One of my favorite books of all time. Not an easy read by any means; parts of it are a slog. But much of it is fascinating, and all of it transports you to a different world, from which you will return raw and sore and stinking and soaked. The whole is a work of genius.

It's a book about many things, but for me the most salient theme is that of interpreting experience -- i.e., making sense of a harshly indifferent and inscrutable world.

Fundamental to human nature is our need for meaning. We cannot help but try to make sense of things, to bring order to chaos. At a basic level, that is what stories are -- a selective ordering and interpretation of a collection of elements and events into a narrative synthesis that imbues them with meaning. So what happens when a creature that needs meaning as much as it needs oxygen inhabits a world that is chaotic, indifferent, and inscrutable?

Ahab's answer to this conundrum is monomaniacal obsession, to "strike through" the blank "pasteboard mask" that the white whale represents. He is determined to impose meaning upon the world through sheer force of will. And, well, spoiler alert: it doesn't end well for him.
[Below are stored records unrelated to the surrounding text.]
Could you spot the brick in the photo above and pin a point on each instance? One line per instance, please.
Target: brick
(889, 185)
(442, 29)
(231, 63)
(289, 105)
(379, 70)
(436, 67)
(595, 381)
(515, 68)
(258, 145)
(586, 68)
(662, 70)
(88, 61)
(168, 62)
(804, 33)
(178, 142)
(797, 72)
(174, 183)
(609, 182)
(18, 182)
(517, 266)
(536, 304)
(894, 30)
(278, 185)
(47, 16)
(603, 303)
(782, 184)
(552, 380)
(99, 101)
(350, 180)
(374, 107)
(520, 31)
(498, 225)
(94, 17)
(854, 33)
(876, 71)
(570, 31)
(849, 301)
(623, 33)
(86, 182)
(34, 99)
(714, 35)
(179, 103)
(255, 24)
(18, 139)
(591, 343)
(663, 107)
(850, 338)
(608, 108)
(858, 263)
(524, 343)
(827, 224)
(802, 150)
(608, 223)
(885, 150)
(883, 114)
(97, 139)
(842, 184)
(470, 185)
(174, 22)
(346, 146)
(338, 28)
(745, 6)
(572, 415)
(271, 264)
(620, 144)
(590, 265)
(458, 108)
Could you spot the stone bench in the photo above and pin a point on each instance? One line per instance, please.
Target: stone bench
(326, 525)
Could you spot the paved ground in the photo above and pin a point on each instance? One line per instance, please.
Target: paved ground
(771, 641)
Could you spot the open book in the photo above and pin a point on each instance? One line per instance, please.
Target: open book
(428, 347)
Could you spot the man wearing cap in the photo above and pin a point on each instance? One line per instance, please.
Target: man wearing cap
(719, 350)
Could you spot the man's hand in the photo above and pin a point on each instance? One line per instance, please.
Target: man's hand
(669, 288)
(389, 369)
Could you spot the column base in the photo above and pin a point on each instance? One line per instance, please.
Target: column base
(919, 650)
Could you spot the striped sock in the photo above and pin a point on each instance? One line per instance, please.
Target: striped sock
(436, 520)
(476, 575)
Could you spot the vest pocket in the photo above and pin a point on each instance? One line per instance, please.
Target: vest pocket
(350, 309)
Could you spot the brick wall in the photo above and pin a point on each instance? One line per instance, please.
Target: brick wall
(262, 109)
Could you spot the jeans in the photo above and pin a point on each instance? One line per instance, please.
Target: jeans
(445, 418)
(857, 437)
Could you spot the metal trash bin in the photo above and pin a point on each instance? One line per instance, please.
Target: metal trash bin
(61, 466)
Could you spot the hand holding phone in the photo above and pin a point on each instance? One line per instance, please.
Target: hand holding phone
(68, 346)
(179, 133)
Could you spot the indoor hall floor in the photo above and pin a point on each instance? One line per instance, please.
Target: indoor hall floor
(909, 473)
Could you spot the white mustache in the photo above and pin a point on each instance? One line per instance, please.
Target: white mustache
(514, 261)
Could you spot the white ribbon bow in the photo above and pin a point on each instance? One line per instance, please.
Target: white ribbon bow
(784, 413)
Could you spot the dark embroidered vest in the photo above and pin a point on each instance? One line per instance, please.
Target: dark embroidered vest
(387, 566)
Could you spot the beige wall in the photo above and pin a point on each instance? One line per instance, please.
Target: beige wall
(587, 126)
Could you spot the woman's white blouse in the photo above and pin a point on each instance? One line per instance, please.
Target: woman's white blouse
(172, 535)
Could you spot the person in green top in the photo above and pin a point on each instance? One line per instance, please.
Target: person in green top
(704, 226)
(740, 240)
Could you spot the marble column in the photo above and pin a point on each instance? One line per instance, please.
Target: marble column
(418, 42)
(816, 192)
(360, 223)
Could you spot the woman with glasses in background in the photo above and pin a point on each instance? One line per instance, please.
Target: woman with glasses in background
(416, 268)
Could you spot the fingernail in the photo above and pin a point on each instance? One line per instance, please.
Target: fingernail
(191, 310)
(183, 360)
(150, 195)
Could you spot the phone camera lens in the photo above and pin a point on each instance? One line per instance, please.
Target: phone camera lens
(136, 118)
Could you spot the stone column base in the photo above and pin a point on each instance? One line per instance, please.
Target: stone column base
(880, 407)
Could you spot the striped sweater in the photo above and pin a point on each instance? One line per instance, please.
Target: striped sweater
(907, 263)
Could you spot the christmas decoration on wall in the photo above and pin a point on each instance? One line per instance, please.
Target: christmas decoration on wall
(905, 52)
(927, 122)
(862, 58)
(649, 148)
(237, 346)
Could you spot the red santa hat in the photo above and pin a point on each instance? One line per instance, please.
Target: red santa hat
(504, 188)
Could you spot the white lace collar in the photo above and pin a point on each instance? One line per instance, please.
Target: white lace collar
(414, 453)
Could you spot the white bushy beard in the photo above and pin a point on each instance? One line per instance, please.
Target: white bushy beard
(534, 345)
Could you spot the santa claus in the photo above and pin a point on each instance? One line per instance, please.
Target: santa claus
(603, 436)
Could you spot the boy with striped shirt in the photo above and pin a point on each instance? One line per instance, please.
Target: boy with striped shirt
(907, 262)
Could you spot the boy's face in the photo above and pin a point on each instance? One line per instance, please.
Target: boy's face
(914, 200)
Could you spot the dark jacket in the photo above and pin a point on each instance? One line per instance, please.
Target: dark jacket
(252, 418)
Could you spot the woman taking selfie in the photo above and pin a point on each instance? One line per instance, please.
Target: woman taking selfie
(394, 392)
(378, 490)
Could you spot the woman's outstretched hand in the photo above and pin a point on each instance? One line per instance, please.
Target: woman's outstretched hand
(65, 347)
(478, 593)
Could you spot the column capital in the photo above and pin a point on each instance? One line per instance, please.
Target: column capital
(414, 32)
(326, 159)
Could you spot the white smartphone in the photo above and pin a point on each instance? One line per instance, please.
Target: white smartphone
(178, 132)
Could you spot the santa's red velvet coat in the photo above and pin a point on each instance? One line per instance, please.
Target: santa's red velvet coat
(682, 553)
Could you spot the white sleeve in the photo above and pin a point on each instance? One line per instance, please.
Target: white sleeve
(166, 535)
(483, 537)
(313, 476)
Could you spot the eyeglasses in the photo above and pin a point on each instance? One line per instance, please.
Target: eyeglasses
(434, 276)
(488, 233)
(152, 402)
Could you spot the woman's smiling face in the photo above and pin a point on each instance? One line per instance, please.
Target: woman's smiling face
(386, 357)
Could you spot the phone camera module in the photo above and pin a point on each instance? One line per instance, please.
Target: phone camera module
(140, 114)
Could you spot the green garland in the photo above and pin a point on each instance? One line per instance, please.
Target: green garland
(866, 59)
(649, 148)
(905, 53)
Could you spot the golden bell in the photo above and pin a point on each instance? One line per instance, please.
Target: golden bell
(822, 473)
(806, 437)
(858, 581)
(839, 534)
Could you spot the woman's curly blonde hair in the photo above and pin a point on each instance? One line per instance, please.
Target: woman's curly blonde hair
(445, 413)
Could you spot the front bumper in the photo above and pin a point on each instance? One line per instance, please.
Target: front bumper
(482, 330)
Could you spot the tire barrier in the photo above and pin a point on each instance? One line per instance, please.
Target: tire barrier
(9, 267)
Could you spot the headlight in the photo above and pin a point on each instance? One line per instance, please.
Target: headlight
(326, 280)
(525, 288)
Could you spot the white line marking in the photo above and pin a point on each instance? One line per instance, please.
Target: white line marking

Again and again, characters struggle to understand what they encounter, whether it's Ishmael trying to decipher a "boggy, soggy, squitchy" painting at the Spouter Inn, or a parade of Pequod sailors with different interpretations of the significance of a doubloon (complete with Pip's half-crazed meta-commentary, "I look, you look, he looks, she looks..."). An entire chapter ruminates on the symbolism of "The Whiteness of the Whale" (and includes the longest sentence I've ever seen published in any book, ever -- it is a full page long in the tiny print of my Norton Critical Edition), and offers a range of possible interpretations, some conflicting with each other.

Melville does not offer any easy answers to the conundrum, though he seems to be suggesting that a dogmatic commitment to a single interpretation is not a good idea. Rather, it's best to be flexible, to remain open to multiple lines of interpretation.

I will allow that my own interpretation of this book was colored by the context in which I read it. I took an undergraduate course on Melville during the year that happened to mark the 150th anniversary of the publishing of Moby Dick. My professor helped to organize celebrations on San Francisco Bay. Sir Patrick Stewart, who had played Ahab in a film adaptation, came to hang out with my class and do a chapter reading. He talked about his own life, shared some personal stories with us, and was absolutely delightful.

(Side anecdote: when one of my classmates said, "I hate to put you on the spot, but could you just say 'Make it so,'" Sir Patrick was all class with his reply: "Well, in fact, you have put me on the spot, so I'm afraid I will have to respectfully decline.")

Be that as it may, it's clear to me that Melville's mind was one of febrile imagination and creativity. Only a brilliant madman could have written Moby Dick.